We were able to catch up with Dr. Patrick Sheehan during one of the few moments that he is not researching the genetic basis for a number of ENT conditions that affect Middle Eastern children, founding a clinic for children with Down syndrome, lecturing or – most recently – developing a world class pediatric otolaryngological service for the children of Qatar at Sidra Medical and Research Center
Dr. Sheehan, Division Chief of Pediatric Otolaryngology at Sidra, was one of the first "pioneers" to enroll the Medical and Research Center in the Global Tracheostomy Collaborative (GTC) as a hospital member in early 2014. Sidra is located in Doha, Qatar; in the Middle East North Africa (MENA) region.
GTC: Dr. Sheehan. Thank you for taking the time to speak with us. When did you first become interested in Tracheostomy Care?

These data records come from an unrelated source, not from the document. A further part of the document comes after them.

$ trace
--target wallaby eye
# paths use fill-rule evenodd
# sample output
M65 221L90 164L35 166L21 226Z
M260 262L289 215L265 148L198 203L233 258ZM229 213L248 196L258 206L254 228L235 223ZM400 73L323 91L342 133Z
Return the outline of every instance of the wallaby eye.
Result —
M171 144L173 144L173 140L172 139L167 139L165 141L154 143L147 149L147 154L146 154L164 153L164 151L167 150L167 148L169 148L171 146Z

Dr. S: Interestingly, I can remember the first patient that got me interested in tracheostomy care. Within weeks of being appointed a consultant in 2000 at Manchester Children's Hospital - Booth Hall (one of the oldest dedicated children’s hospitals in the UK), I saw a child aged about 7 who had a tracheostomy fitted as a baby. I think for a subglottic hemangioma. Declan had been coming back to ENT for yearly reviews but nobody had asked why the child needed to continue with a tracheostomy. After the consultation, I suggested to the parents that we should evaluate the need for continuing without the tracheostomy. I suggested a direct laryngoscopy, and that we move forward from there. After the direct laryngoscopy I advised the parents that as far as I could see there was a good airway and we should consider a trial of decannulation. There was a real reluctance ─“Who was this new ‘young’ consultant who was advocating such a radical move?” I really did have to move forward very slowly but ultimately I was able to decannulate the child within three months. On the visit after decannulation, I had a delighted child who was talking confidently and, more importantly, parents who informed me that the decannulation has changed their outlook for the future. They told me that that they always had a desire to buy a sheep farm in the Outer Hebrides, a small group of isolated islands north of Scotland in the North Sea, but could never consider it because of Declan’s tracheostomy and his need to be near a medical center. As a result of the decannulation, they were able to revisit their dream! A few months later I received a lovely letter thanking me for all I had done for Declan and a photo of the farm they had bought in the Outer Hebrides. I felt good that I had made such a difference already in my new role. I continued that year decannulating several other patients who seemed to have gotten “lost” in the system. I identified the need to have a database of children that had tracheostomies undertaken and the need for patient care plans, reviewed regularly for as long as the tracheostomy was in situ.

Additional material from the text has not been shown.